REPUBLIKA.CO.ID, WASHINGTON -- Pemerintah AS dikabarkan akan meninggalkan rencana pengerahan pasukan stabilisasi internasional (ISF) yang akan melucuti senjata kelompok bersenjata non-negara termasuk Hamas, sehingga bisa melanjutkan proses pembangunan kembali Gaza. Keputusan itu menurut laporan telvisi Israel dilansir Times of Israel, Ahad (16/11/2025) memicu ketidaksetujuan Israel.
Menurut laporan televisi Channel 13, keputusan terbaru Gedung Putih ini membuat pembicaraan antara AS dan Israel terkait masa depan Gaza menemui 'jalan buntu'. Menurut seorang sumber Israel, sejak AS kesulitan mendapatkan komitmen dari negara-negara pihak ketiga untuk berpartisipasi melucuti Hamas, Gedung Putih mulai mengejar "solusi interim, yang saat ini tidak bisa diterima oleh Israel".
"Solusi interim ini adalah yang terburuk yang ada," ujar seorang pejabat senior Israel kepada Channel 13. "Hamas telah memperkuat diri kembali beberapa pekan terakhir sejak perang berakhir," ujarnya menambahkan.
"Tidak akan ada rehabilitasi sebelum demiliterisasi. Itu bertentangan dengan rencana Trump. Gaza harus didemiliterisasikan."

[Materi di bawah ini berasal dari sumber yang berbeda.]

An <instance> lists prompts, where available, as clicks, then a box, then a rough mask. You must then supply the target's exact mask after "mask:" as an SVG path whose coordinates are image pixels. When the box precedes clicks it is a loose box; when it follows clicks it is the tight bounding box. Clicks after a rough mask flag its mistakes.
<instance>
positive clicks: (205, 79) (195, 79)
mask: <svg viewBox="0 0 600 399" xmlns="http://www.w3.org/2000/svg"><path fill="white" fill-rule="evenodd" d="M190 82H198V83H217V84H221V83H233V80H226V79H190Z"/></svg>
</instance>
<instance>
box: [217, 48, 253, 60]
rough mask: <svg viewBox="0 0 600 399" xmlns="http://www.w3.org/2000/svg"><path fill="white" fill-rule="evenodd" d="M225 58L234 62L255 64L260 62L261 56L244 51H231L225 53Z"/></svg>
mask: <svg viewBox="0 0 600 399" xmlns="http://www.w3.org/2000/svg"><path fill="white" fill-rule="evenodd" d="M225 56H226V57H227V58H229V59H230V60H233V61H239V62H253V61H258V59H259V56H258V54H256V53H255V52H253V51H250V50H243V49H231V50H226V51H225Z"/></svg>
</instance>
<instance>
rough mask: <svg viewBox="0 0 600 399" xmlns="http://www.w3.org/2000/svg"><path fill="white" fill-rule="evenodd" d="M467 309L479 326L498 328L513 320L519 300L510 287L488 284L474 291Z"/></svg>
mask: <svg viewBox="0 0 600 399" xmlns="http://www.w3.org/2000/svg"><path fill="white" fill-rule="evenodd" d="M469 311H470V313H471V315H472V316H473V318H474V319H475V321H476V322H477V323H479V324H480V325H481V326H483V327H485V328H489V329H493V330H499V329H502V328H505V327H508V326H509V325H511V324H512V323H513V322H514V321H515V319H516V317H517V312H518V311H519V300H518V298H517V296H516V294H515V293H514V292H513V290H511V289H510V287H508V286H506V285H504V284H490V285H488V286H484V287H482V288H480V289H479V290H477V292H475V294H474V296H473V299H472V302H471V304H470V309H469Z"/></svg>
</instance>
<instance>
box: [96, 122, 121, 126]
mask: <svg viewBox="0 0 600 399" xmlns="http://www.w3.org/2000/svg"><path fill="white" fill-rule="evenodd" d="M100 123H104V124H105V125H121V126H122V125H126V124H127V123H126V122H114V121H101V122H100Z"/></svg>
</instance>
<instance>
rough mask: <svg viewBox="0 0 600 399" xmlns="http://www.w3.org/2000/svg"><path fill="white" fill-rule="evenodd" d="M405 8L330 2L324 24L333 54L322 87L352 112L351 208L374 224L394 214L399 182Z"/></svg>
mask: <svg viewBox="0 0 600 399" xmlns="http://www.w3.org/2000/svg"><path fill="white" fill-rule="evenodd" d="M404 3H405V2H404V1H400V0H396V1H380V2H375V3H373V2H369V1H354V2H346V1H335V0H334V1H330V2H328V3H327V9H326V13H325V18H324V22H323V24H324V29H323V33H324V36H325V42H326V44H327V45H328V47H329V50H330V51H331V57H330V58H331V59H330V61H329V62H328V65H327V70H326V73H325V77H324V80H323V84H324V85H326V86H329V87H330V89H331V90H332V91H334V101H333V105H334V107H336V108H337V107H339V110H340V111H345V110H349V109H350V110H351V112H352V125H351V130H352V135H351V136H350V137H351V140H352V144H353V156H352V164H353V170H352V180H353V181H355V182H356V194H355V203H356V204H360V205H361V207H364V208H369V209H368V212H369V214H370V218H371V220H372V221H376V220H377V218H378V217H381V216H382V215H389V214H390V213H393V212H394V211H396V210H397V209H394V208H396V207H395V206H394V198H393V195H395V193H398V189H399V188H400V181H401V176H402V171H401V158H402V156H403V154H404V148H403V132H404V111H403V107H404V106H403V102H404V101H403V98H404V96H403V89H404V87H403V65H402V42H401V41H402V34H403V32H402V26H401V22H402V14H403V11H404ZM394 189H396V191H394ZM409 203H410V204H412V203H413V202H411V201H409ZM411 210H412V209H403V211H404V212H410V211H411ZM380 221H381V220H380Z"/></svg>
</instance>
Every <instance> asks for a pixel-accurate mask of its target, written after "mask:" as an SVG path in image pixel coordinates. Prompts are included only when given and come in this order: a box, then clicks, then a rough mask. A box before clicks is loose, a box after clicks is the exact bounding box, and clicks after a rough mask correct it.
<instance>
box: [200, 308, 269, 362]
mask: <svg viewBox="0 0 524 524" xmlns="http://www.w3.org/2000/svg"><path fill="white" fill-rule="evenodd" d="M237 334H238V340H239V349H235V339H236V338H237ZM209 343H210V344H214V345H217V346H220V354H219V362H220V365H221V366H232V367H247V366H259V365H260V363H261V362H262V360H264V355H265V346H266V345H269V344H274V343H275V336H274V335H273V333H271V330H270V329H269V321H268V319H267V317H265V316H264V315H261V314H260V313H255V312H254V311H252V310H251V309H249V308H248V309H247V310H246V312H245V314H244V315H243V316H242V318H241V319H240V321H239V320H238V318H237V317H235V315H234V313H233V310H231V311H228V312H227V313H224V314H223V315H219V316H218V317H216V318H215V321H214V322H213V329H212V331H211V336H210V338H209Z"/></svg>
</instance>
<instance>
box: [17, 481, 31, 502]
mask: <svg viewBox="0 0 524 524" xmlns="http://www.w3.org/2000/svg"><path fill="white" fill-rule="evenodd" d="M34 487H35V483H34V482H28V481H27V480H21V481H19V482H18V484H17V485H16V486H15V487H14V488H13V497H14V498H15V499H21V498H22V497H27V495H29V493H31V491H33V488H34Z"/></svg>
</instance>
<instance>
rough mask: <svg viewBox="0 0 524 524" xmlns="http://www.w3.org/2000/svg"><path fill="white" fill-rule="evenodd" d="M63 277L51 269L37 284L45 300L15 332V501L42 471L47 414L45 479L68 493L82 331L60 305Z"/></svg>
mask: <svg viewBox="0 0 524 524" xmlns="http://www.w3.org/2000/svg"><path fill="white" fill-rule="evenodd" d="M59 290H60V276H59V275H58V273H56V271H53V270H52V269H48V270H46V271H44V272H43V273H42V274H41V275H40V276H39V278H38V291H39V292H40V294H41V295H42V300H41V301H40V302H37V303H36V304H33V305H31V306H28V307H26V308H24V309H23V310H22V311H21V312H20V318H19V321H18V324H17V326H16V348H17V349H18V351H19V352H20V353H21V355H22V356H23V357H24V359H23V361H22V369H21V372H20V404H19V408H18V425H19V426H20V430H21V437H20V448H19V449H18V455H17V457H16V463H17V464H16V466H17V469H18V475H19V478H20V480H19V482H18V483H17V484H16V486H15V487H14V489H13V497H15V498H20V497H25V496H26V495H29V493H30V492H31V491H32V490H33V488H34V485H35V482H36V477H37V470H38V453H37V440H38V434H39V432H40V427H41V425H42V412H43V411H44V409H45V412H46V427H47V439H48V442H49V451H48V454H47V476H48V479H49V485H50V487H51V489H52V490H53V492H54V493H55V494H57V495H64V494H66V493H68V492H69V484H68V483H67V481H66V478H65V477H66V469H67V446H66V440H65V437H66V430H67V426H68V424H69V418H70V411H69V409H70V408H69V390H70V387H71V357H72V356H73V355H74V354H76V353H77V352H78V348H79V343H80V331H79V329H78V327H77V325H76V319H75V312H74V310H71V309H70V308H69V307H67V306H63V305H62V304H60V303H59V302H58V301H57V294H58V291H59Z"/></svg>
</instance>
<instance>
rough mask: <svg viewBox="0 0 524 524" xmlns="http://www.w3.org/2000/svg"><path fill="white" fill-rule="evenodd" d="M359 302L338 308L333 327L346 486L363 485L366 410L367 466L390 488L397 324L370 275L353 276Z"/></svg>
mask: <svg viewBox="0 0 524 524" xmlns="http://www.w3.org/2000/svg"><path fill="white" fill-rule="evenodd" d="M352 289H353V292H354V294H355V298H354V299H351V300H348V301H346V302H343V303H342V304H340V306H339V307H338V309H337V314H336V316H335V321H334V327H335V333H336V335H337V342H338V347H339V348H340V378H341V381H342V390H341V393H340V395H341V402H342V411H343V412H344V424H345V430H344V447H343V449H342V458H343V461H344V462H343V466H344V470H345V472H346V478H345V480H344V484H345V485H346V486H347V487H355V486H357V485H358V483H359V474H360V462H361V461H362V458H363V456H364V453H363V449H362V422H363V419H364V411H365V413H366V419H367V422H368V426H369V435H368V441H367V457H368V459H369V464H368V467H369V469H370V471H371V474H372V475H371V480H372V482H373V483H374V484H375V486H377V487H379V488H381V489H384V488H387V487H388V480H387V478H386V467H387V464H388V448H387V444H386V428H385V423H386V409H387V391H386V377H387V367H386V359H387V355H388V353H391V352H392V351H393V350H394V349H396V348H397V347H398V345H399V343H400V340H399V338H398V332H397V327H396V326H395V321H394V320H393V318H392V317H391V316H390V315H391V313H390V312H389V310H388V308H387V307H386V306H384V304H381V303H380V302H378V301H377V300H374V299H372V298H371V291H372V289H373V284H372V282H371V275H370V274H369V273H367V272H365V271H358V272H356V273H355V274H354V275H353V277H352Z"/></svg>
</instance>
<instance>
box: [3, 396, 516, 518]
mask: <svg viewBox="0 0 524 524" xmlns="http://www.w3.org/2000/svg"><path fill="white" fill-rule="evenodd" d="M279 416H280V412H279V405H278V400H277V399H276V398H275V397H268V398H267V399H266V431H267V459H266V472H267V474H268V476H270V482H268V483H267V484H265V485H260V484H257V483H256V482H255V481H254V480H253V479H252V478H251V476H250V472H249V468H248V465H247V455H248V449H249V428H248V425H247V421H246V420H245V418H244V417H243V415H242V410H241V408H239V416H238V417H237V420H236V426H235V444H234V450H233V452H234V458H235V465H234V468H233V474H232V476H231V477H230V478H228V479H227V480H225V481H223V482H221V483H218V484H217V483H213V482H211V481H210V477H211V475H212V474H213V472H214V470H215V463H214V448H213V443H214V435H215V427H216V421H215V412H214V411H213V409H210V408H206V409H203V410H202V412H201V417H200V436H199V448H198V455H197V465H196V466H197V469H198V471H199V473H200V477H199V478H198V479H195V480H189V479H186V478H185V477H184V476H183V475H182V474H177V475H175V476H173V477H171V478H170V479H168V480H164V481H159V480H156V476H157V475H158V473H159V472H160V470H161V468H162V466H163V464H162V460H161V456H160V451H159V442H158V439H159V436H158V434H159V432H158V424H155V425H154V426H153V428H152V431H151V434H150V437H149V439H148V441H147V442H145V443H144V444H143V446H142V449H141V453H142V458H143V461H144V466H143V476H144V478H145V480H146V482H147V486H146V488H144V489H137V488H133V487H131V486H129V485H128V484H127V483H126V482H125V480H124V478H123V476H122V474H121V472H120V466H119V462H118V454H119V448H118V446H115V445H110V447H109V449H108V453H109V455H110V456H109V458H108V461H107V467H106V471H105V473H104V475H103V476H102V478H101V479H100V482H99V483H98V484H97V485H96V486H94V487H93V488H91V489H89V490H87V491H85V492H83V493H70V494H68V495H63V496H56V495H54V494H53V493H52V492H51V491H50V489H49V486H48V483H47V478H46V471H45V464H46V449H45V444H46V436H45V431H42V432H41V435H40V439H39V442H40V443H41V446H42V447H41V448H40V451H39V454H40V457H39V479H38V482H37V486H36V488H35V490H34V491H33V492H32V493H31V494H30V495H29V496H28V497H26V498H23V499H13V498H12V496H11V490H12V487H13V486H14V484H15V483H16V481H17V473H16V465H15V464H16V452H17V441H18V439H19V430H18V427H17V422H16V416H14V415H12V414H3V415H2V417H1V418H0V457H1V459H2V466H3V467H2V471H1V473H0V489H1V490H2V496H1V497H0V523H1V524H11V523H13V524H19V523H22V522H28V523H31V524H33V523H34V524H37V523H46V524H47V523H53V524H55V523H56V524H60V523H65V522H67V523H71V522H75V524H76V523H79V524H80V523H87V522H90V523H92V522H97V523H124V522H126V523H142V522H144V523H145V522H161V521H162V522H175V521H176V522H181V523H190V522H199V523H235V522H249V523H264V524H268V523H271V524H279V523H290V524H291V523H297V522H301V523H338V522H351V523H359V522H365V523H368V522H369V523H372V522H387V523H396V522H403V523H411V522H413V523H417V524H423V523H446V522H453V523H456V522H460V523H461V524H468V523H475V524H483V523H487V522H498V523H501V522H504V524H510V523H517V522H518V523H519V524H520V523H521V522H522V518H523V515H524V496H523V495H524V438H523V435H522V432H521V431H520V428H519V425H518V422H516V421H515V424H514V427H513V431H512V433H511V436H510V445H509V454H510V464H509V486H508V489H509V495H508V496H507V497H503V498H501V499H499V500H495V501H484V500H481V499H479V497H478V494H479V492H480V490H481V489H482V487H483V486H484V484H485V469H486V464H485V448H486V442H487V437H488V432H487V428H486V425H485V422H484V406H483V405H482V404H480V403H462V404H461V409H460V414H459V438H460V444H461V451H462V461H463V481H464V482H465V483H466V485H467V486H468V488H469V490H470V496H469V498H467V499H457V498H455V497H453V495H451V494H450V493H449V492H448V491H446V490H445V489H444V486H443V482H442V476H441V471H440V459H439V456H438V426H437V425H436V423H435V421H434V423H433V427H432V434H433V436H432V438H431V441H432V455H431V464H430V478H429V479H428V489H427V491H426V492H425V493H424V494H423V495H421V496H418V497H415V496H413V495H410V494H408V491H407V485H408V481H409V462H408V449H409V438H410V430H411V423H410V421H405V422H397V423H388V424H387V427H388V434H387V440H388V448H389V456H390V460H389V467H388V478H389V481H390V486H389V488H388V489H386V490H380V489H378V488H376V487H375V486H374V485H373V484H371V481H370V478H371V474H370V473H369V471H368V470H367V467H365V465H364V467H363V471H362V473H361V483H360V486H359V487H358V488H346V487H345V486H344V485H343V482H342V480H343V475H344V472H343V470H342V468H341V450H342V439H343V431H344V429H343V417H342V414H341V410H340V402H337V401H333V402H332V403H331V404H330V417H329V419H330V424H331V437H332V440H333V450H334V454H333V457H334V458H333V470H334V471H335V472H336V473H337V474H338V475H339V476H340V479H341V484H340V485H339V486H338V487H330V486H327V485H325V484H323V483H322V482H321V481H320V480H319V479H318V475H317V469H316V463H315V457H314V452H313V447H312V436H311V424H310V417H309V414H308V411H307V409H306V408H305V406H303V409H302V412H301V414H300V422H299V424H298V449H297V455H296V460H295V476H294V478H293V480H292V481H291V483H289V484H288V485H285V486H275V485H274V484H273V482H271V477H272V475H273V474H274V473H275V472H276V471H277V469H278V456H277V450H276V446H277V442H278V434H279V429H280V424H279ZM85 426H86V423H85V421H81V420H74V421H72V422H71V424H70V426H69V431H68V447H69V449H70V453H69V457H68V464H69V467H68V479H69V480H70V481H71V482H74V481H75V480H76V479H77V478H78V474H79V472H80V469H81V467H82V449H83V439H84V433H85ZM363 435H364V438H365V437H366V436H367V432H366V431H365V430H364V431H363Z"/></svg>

Pekan lalu, Times of Israel mendapatkan draf resolusi AS untuk Gaza yang akan didorong untuk disahkan oleh Dewan Keamanan (DK) PBB pada Senin (17/11/2025). Draf resolusi itu akan memberikan otorisasi kepada negara-negara "untuk membentuk sebuah Pasukan Stabilisasi Internasional sementara," dan mengindikasikan mandat berlaku hingga 2027.
Menurut laporan lembaga penyiaran publik Kan pada Sabtu (15/11/2025), Israel pada beberapa hari terakhir tengah menyiapkan diri untuk menghadapi masuknya puluhan ribu tentara Asing ke Gaza menyusul pengesahan resolusi DK PBB. Kan menyebut Israel menginginkan ISF diberikan wewenang untuk melucuti Hamas, meski sebagian besar negara hanya mau tentaranya menjadi pasukan perdamaian.